Horii predicts that 2008 will be an important political year in many countries -- which could have an effect on Japan. Russia, Taiwan, South Korea and China -- in addition to the U.S. -- will elect new leaders that year. China will also be focused on the Beijing Olympics. Horii points to growing protectionist sentiment in the U.S. and also to elections in France and The Netherlands that rejected the European Union Constitution. These developments indicate that voters are increasingly uncomfortable with market-oriented policies toward globalization, known generally as "the Washington consensus."
Even in Japan, says Horii, sentiment is growing that the Washington consensus followed by the Koizumi administration in the last five years has resulted in some inequalities in income. While Horii doesn't agree with that view, he suggests that by 2008, "a backlash on globalization is possible."
In the financial world, a rise in Japanese interest rates could have implications at home and abroad, according to Jennifer Amyx, a political science professor at the University of Pennsylvania and a member of The Graduate Group in International Studies at Wharton's Lauder Institute. In Japan, financial institutions are developing new approaches to attract savers. "A lot of individuals are now seeking investment vehicles with yield rather than being resigned to zero interest rates," she notes. "Financial institutions are scrambling to attract those customers."
Globally, the rise in Japanese interest rates will likely send the government debt market higher for the first time in a decade, adds Amyx, who published a book in 2004 titled, Japan's Financial Crisis: Institutional Rigidity and Reluctant Change. Meanwhile, foreigners who converted assets to yen -- in order to take advantage of low Japanese interest rates to invest elsewhere through this so-called yen carry trade -- may be squeezed as Japanese rates rise. "As the Bank of Japan raises rates and more investors start to buy into Japan's revival, the yen will appreciate. That dampens the carry trade which could lead to some disruption in markets," she explains. "What makes the phenomenon worrisome is that nobody knows how big the yen carry trade is."

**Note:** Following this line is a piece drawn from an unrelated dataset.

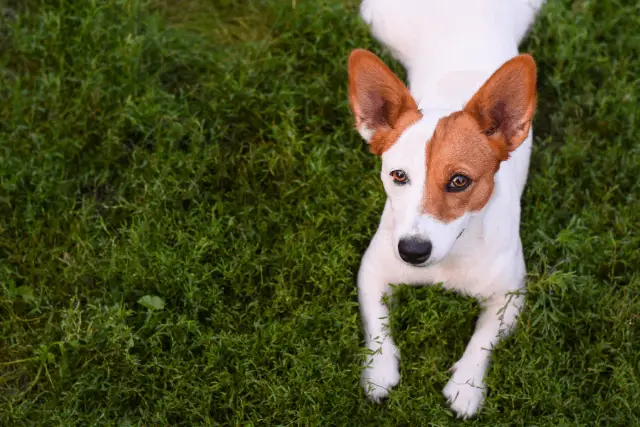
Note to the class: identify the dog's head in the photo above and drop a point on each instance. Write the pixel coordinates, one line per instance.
(438, 170)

Amyx does not think rates will rise rapidly, but adds "even a small change will have an effect on those kinds of flows." For example, investors who used yen-denominated loans to buy secure U.S. treasuries might choose to dump those holdings. Wharton's Allen agrees that the end of cheap Japanese loans could have a major impact on global finance. "That drying up of liquidity may change how the market works. It will be uncharted territory, not just for Japan, but for global capital markets as well."
In any event, Japan is once again viewed as a major player in the global financial structure. "Everybody has focused so much on China and India that they really haven't been looking at Japan," says Percival. "Japan is always going to be there. It's a big, strong economy with a lot of good companies and some that are not so good. There needs to be more of a focus on Japan."